The arrangement of the plurality of IC chips fixed on the silicon circuit board with a uniform gap therebetween in thickness direction of the chips is usually realized by using metal bumps provided on either or both of the IC chips and the circuit board for interconnection of the flip-chip. According to the method disclosed in, for example, Japanese Kokai (P) 63-141356 published on Jun. 13, 1988, metal bumps each of Cu or Au whose height is larger than a thickness of a surface insulating film of SiO.sub.2 or SiN formed on an IC chip are formed. On the other hand, the insulating film is formed with holes at positions corresponding to these ]Dumps and solder of Sn, Pb and In, etc., is disposed in each of the holes. The solder is melted when the holes and the bumps are mated with each other, so that the IC chips are fixed to the silicon circuit board. The metal bumps substantially define the gap between the IC chips and the silicon circuit board and the solder contributes to finely regulate the gap.
A technique in which electric connection between IC chips and a silicon circuit board is performed by using not solder but the shrinking effect of photo-polymerizing resin with light illumination has been proposed (cf. R. Harada et al., "Applications of New Assembly Method "Micro Bump Bonding Method"", International Electronic Manufacturing Technology symposium, from P. 47). In this technique, a gap between the IC chip and the silicon circuit board is mainly determined by a sum of heights of metal bumps of Au provided on both the IC chip and the silicon circuit board and the photo-polymerizing resin is used such that the metal bumps are reliably connected electrically when the bumps are mated with each other. As is clear from this construction, it is impossible to finely regulate the gap between the chip and the circuit board after the adhesive resin is photo-polymerized.
The technique disclosed in the above-mentioned Japanese Kokai is advantageous over other prior art techniques in that the gap between the IC chip and the silicon circuit board can be regulated finely by means of the solder disposed in the holes of the surface insulating film.

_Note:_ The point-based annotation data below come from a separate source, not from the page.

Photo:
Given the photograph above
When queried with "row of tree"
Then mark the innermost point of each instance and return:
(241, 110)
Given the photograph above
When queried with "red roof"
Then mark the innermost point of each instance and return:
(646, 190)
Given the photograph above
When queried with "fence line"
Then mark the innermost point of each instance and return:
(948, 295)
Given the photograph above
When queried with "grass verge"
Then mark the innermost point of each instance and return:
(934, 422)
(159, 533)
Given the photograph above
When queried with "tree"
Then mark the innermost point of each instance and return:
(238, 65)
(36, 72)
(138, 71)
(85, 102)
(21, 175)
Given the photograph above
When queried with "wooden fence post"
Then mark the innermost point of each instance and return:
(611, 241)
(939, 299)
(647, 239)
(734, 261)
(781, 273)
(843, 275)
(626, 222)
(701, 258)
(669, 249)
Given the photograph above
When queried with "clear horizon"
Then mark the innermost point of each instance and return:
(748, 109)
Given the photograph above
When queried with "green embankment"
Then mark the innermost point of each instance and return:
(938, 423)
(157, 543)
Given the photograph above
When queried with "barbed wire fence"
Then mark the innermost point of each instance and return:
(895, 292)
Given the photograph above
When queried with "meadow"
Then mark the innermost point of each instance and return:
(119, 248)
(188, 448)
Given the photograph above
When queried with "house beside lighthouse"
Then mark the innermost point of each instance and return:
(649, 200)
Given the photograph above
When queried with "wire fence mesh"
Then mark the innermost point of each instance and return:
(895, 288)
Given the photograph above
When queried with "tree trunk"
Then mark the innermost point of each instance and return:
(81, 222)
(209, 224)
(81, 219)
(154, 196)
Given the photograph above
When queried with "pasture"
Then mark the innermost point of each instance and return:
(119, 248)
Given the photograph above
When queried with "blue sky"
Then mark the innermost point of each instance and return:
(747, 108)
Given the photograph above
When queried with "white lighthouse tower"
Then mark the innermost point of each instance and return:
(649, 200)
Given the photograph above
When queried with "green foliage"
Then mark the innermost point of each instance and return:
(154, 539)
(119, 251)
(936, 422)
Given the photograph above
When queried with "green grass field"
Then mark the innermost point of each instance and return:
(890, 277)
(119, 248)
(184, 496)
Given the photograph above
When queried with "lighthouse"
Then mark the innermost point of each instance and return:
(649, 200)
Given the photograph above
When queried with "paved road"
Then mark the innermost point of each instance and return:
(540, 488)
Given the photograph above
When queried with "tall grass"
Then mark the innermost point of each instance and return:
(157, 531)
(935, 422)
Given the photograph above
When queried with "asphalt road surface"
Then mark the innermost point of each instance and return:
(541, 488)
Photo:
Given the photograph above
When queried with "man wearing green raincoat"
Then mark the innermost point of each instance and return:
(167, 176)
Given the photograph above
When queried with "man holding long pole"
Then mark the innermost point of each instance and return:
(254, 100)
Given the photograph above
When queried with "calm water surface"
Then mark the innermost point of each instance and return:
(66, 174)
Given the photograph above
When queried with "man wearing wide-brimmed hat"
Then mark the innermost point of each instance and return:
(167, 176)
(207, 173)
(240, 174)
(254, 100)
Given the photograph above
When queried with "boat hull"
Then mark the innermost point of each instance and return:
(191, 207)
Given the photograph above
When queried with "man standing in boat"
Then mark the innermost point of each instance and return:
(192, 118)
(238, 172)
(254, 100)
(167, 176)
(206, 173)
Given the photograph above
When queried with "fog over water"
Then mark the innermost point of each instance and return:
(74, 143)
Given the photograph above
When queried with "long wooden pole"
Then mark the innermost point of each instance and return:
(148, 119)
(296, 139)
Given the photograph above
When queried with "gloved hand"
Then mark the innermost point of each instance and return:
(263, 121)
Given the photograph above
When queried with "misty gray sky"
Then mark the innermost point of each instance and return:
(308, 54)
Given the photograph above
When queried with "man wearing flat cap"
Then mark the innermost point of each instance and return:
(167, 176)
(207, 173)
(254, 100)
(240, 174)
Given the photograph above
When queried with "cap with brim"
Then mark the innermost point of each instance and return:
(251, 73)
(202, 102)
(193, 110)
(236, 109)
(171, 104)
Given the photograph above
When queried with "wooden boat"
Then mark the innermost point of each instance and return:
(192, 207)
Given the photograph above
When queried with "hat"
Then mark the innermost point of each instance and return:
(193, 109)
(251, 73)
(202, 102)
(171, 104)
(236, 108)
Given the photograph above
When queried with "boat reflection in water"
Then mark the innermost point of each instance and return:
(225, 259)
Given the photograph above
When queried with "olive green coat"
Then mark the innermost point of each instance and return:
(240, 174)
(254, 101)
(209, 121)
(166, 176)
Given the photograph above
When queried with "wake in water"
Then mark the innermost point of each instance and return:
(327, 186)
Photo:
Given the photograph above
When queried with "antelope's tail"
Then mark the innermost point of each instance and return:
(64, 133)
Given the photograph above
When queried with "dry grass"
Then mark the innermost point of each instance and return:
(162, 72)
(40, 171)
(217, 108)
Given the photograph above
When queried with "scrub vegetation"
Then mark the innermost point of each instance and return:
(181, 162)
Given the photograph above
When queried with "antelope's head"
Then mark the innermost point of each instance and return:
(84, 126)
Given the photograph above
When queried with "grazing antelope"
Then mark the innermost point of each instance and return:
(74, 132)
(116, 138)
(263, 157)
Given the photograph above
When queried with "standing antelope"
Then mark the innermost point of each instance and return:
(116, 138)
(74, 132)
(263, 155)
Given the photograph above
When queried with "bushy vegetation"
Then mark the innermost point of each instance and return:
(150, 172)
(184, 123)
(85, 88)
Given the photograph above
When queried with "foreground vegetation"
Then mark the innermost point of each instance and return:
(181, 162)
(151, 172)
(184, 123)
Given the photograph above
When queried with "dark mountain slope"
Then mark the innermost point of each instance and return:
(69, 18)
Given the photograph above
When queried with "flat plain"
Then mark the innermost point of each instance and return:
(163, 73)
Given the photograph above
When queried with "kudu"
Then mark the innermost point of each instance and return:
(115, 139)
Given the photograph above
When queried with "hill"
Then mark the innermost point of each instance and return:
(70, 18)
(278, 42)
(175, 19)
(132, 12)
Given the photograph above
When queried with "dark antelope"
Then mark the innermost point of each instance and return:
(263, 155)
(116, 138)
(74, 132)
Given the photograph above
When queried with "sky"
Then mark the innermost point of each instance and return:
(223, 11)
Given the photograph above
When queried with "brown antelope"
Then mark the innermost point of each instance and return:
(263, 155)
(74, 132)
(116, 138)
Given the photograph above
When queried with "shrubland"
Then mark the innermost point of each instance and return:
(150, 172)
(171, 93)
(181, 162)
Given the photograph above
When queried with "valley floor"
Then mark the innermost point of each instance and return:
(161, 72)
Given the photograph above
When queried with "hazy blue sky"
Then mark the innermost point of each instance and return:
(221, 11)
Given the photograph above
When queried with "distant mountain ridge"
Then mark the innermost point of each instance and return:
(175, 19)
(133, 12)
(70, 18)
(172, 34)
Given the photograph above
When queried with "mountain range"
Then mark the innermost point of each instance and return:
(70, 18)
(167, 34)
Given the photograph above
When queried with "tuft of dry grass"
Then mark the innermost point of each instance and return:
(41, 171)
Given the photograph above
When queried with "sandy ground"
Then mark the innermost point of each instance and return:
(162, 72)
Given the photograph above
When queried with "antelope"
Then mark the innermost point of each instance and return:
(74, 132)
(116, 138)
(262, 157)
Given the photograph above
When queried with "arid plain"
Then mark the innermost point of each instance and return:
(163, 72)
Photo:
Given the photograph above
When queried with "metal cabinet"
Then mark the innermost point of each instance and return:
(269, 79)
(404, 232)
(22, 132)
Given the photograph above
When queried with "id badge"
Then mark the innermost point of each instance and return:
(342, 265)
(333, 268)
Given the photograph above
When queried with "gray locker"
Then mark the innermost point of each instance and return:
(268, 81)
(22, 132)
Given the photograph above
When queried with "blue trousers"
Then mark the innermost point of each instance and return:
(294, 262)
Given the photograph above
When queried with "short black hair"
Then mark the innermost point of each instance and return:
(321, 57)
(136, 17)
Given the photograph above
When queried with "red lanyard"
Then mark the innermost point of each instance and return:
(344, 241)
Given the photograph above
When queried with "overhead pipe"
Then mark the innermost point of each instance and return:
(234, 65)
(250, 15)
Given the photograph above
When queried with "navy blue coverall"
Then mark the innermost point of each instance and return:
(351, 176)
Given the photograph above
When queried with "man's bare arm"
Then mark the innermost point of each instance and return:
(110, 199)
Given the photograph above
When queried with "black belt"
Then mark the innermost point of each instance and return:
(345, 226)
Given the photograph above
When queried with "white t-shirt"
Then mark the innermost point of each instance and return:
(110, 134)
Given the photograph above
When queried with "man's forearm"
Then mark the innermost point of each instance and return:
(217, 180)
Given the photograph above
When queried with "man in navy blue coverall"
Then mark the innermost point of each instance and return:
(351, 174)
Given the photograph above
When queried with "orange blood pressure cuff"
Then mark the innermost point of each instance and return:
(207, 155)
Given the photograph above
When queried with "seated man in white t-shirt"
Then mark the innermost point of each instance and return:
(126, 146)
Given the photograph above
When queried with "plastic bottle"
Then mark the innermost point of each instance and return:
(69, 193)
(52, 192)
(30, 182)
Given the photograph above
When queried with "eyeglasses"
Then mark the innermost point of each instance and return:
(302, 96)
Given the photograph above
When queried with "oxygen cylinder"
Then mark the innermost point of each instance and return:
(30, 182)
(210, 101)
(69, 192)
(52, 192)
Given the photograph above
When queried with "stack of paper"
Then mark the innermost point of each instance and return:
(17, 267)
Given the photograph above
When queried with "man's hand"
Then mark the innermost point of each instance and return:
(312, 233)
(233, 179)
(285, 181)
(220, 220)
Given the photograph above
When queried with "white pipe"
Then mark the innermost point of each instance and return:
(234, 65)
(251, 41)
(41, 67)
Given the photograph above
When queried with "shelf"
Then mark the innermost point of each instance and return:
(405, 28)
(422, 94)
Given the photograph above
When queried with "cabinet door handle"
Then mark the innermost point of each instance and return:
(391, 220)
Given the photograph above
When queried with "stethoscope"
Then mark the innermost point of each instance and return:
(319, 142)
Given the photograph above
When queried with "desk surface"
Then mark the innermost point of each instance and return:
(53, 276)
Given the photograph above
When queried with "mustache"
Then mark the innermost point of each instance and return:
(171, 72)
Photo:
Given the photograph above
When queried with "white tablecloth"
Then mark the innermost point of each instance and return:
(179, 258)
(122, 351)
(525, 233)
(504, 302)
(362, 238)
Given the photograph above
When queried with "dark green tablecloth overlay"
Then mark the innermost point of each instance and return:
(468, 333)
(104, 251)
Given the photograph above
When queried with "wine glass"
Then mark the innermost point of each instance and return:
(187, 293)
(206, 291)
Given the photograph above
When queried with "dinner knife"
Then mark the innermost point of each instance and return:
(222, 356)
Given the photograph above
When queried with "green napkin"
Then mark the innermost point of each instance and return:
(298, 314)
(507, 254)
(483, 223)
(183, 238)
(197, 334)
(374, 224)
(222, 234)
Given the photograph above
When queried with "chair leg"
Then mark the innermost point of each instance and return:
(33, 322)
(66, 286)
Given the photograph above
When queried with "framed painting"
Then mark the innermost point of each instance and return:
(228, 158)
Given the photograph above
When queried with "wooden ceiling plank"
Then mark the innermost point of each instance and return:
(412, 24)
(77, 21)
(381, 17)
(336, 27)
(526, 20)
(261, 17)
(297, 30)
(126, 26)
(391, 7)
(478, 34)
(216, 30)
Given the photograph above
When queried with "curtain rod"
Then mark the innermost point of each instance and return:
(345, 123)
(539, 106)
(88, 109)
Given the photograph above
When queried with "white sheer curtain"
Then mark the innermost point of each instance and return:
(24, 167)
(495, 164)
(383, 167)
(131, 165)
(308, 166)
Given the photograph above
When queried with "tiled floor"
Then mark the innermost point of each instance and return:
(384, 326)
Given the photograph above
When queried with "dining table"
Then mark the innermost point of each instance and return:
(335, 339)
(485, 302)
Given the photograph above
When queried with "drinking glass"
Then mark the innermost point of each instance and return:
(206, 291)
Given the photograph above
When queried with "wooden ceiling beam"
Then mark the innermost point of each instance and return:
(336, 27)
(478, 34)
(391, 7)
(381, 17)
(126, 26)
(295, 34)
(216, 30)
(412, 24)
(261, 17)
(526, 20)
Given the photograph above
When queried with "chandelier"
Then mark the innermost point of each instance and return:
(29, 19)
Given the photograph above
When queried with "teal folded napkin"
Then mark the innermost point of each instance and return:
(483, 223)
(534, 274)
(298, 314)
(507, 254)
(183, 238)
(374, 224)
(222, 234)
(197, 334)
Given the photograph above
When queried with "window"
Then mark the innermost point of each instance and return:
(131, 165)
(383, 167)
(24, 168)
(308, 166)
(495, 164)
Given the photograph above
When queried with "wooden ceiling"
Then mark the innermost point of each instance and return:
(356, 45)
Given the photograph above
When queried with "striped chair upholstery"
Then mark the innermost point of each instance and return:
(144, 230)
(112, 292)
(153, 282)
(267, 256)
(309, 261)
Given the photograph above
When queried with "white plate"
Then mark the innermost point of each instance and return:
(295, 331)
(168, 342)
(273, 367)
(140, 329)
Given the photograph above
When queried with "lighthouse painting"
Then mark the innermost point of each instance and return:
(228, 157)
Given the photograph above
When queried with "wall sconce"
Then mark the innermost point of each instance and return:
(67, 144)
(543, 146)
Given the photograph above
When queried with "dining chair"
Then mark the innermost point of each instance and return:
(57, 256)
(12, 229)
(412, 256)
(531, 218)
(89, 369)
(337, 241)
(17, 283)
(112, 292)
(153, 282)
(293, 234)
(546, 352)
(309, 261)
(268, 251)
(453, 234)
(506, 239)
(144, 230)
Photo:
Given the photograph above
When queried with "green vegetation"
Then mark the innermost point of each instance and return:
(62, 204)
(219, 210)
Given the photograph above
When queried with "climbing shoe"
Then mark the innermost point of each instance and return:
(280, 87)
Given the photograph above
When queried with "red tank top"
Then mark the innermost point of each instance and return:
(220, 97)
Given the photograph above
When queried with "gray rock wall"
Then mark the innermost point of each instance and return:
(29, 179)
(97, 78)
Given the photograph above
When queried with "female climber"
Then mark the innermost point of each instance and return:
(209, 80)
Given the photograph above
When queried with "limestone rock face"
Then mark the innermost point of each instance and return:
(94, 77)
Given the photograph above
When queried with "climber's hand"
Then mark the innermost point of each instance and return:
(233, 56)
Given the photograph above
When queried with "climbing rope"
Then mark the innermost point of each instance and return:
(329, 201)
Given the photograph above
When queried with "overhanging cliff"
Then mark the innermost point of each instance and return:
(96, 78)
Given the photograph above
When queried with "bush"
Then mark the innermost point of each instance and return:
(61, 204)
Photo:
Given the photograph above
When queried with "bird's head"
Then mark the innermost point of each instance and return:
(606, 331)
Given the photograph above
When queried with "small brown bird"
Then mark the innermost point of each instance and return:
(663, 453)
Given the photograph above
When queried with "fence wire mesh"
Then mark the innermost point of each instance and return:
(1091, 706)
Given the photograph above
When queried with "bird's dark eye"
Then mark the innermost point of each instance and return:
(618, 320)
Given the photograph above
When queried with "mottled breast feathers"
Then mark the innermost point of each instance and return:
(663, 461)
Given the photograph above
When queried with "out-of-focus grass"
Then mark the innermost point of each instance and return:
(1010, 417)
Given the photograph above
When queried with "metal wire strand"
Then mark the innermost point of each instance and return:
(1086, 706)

However, there remains the disadvantage that, when the metal bumps of the IC chips are fitted in the holes of the insulating film on the silicon circuit board, a hollow cylindrical gap whose boundary is defined by the molten solder, the side wall of the hole and the bottom portion of the metal bump, is formed in each hole. Air enclosed in these cylindrical gaps may expand by temperature increase after assembling of a multi-chip module, deforming the members defining the space or, in the worst case, destroying a portion of these members. In the conventional technique using solder, the connection and fixing of the IC chips are performed in a single step and, after being fixed, it is difficult to selectively replace a defective IC chip or chips with new one or ones when such defect is detected.